The new bill, which passed 217-213 with all approving votes coming from Republicans, seeks to begin the process to repeal and replace the Patient Protection and Affordable Care Act also known as Obamacare.
This passage alone has drawn concern and fear to many within the entire country, including Imperial County, over their healthcare coverage. In an area like Imperial County, one of the poorest in the nation, having access to health care can be a matter of life and death.
“What happens now? Am I just going to lose my health coverage after all these years?”
After last week’s House passage of the AHCA, the bill itself will go to the United States Senate, where it will be discussed and debated once again.

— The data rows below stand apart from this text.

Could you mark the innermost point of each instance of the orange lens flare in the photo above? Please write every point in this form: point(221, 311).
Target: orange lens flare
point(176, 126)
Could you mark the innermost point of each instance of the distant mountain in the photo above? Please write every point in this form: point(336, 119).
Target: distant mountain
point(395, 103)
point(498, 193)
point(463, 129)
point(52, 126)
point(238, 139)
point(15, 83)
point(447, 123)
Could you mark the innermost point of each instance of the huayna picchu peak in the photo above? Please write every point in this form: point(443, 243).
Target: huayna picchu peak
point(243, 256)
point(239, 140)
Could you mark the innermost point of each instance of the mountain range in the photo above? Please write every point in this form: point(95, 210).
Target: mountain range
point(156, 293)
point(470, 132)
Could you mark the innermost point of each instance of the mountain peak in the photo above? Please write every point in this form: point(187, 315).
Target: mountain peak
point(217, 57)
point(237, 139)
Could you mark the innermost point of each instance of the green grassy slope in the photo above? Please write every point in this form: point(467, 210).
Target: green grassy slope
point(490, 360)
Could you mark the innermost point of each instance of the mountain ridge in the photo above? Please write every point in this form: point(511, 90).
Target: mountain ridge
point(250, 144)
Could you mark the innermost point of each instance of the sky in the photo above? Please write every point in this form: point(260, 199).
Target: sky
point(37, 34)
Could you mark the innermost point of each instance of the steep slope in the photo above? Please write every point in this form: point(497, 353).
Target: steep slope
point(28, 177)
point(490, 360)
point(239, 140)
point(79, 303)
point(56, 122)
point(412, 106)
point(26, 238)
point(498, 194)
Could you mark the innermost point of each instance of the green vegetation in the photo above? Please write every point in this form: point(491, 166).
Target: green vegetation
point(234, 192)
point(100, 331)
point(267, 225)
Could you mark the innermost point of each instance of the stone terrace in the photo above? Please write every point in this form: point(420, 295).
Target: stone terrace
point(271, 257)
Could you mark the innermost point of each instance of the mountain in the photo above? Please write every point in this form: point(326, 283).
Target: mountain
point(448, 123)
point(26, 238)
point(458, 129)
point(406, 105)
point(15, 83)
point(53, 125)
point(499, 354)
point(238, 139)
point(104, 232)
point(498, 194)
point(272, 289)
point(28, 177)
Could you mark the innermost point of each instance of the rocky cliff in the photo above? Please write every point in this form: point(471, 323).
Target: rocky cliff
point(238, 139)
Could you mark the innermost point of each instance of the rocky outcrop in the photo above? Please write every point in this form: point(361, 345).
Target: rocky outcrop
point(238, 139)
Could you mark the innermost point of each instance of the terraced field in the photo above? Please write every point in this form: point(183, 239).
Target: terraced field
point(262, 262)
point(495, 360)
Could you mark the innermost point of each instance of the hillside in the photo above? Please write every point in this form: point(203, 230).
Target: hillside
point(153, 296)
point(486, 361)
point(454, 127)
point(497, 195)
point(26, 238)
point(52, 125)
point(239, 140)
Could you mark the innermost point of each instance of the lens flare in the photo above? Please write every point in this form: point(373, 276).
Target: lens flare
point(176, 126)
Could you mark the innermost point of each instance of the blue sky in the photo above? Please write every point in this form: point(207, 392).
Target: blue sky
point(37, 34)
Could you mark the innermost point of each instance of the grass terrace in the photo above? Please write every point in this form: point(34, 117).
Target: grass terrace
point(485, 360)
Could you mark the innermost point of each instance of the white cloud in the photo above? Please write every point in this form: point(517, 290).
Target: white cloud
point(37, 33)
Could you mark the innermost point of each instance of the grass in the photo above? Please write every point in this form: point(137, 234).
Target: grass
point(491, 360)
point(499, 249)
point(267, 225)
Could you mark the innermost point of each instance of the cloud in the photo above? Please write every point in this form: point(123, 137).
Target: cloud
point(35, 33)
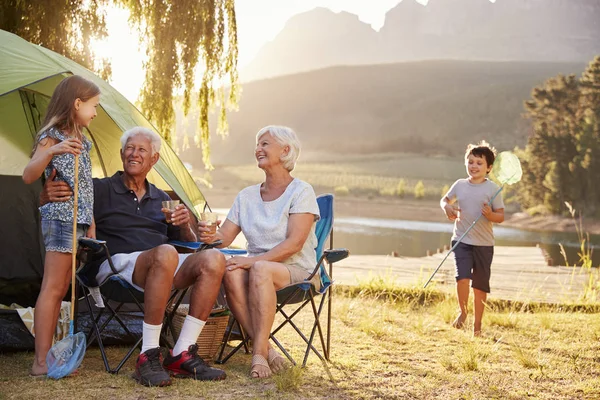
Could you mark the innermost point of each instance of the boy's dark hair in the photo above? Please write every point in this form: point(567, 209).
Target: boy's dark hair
point(482, 149)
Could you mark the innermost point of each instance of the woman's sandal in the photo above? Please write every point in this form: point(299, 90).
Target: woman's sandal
point(276, 361)
point(258, 360)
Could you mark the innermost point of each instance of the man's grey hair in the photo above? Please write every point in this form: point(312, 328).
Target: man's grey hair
point(285, 137)
point(155, 140)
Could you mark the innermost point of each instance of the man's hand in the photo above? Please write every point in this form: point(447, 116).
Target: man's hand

While the Republicans also have a majority in the Senate, many on that side of the debate have expressed reservations about the House bill.
If the Senate passes a version of the AHCA that doesn’t exactly match the Representatives version, it then goes to a “conference committee” of senior members from both houses to create a compromise bill that must also pass both full houses.
All this needs to happen before President Trump is able to sign the bill into law and any legal challenges can take place, including any injunctions against implementation of the new law while the courts handle the case.
Until then, most insurance coverage should remain the same, barring any funding changes made by this Congress.
“I’m just worried about my family. We’re pretty healthy right now, but we might not have enough to pay the bills if anything happens.”
At the current moment, healthcare coverage will remain the same until a bill reaches President Trump’s desk.
The proposed bill that the House passed, however, does shift the responsibility of health care payments to sick and elderly patients while cutting taxes on young taxpayers and those making over $250,000.
The shift in financial responsibilities could mean that more Americans could lose insurance coverage under TrumpCare than the amount that were able to acquire health insurance under ObamaCare.
Additionally, without protections guaranteed under Obamacare, those with pre-existing conditions may be denied coverage. This could include mental and physical trauma or any number of diseases and physical ailments.
Coverage rules would also change for those under the federal Medicare system. For residents in California, which includes Medicare coverage in their program, rates will likely increase due to the state’s reliance on Medicare.
In response to the ObamaCare repeal attempts in Washington D.C., California legislators have begun the process of implementing a “single-payer” system in the state. The bill, called “Senate Bill 562,” is currently in front of the Senate
Appropriations committee to see if the proposal is economically viable for the state.